A friend of mine recently moved into her own place, and has been furnishing it with free and cheap furniture. This particular piece was originally picked up at the dump for firewood. After taking a look at the solid Maple top and halfway decent construction underneath, I suggested instead refinishing. For about an hour of work and $2 of paint (a pint of mis-tint from Ace Hardware), the table looks much better. Good enough to go into the living room, in fact. I simply planed the top down a little, taking off the old finish and most of the grime. As you can see, I didn't want to go deep enough to totally remove that ugly stain, but it's significantly minimized at least. Then I ragged on a few coats of Formby's tung oil finish and painted the base. Not perfect, but good enough for now.

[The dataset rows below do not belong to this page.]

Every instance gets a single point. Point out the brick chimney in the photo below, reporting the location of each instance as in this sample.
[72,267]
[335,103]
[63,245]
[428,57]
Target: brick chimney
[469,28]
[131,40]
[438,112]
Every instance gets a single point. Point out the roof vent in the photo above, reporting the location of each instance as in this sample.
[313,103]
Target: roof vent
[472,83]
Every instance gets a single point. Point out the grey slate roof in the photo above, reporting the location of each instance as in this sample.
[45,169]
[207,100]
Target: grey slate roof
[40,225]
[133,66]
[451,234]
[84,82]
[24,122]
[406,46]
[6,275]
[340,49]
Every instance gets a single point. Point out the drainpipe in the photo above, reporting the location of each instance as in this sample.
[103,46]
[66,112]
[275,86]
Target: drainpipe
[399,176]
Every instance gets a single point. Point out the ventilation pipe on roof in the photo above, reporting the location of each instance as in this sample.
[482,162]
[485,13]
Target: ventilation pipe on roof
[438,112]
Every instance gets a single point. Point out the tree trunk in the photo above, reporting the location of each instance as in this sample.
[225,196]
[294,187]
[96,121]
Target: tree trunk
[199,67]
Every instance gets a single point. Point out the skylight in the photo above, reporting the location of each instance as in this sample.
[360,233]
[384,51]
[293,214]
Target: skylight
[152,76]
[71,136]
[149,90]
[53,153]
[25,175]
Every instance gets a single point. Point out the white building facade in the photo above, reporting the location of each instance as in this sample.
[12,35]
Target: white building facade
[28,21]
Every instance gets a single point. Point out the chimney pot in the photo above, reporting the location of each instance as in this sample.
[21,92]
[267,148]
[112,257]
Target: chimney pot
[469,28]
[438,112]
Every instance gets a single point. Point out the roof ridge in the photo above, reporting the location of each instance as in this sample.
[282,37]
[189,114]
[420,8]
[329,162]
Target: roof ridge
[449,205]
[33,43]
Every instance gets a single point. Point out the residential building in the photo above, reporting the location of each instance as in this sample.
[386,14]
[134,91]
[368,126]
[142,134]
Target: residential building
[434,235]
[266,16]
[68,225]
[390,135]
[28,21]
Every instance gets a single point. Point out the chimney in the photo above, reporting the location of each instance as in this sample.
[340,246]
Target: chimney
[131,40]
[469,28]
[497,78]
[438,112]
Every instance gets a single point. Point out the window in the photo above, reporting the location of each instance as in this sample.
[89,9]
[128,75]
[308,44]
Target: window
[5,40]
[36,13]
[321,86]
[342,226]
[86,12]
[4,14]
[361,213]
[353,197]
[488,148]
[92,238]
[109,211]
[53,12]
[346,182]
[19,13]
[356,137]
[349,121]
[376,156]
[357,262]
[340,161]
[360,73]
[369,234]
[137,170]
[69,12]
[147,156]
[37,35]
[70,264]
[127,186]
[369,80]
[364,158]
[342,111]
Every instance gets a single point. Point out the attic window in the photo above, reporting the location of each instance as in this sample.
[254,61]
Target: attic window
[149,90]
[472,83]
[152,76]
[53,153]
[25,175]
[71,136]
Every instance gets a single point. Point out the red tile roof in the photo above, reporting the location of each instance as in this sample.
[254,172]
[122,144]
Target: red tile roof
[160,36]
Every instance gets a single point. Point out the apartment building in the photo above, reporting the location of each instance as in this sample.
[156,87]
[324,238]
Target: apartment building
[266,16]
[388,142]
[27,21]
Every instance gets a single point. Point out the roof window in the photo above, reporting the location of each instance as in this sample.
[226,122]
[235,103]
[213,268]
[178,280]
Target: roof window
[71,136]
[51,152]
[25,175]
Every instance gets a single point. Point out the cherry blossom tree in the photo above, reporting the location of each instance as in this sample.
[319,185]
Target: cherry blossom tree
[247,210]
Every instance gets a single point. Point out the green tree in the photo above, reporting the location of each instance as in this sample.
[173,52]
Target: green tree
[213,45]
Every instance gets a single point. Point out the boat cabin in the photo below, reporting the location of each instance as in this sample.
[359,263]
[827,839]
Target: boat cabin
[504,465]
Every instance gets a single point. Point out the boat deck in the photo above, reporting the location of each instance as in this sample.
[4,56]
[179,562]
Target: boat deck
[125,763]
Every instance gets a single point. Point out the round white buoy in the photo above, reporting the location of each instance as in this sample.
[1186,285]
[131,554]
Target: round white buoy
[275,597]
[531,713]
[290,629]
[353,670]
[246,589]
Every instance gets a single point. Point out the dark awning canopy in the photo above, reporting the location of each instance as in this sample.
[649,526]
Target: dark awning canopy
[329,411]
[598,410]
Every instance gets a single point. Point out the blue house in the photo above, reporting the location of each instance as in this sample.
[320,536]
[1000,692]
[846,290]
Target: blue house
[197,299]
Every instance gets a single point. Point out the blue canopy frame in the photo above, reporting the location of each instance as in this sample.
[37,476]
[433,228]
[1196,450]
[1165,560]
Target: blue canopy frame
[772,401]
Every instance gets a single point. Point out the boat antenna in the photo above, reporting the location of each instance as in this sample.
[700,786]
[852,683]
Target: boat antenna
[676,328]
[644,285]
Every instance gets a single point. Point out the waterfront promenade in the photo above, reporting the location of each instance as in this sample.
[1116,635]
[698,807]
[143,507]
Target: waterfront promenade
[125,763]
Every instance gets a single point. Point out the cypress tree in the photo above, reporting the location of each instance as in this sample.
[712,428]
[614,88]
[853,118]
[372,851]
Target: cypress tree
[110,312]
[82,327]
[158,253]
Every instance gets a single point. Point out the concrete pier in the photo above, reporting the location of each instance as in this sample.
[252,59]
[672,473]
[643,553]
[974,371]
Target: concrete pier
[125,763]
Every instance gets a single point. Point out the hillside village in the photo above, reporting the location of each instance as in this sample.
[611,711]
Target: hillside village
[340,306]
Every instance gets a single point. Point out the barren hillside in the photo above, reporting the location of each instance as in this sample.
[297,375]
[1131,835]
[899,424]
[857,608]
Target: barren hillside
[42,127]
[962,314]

This past weekend I took some time off work and headed up to Holyoke, MA to run in the 7 Sisters Trail Race, a 12 mile (3700 feet elevation gain) trail race on some rocky, rooty, and generally tough trails. Three days later, my legs still feel as though they've been beat with hammers. I'm looking forward to getting ready for the mile and 5k races coming later this summer.
As I'm spending more time bouncing around between a few locations on a weekly or daily basis (and the weather is warming up so when I get the time to work wood, I want to be doing it outside), I'm trying to get my whole woodworking kit smaller and more portable. For a while I was trying to work out a portable work bench solution (the Close Grain blog has a great write-up on this), but I've since abandoned that idea and have been studying Japanese methods. Below you can see my solution at the moment. This is a planing beam made from a solid Red Oak plank that used to be a mantle in a house I worked on last summer. They didn't notice it missing, but I took their reading glasses too.
I planed the top flat and removed a little twist from it. I'm thinking about adding cleats or feet for use on the floor, and alternatively I set it on a pair of horses to bring it to standing height. The two incomplete holes in the right are for sliding planing stops. It's about 4 feet long and maybe 10 inches wide. You can see some stains on the left from where I used the far end as a sharpening station.
I have been reading up on and have been wanting to try a Japanese plane for a while, so I finally ordered the cheapest one from Japan Woodworker in California. It arrived a few days ago, and I put it to use. I was pleasantly surprised to find the body pretty much ready to use right away, with the area behind the blade relieved, the sole in wind, and a slight hollow scraped in the appropriate place. Unfortunately, while flattening the blade I apparently removed too much metal so that now the blade sticks out too far when inserted. For now I'm simply using the chipbreaker as a wedge to hold the blade in place much like a western wood bodied plane. Eventually I may glue some paper shims into the blade bed to fix the issue. I need to sharpen the blade some more, but so far it cuts very well, and I am enjoying using it.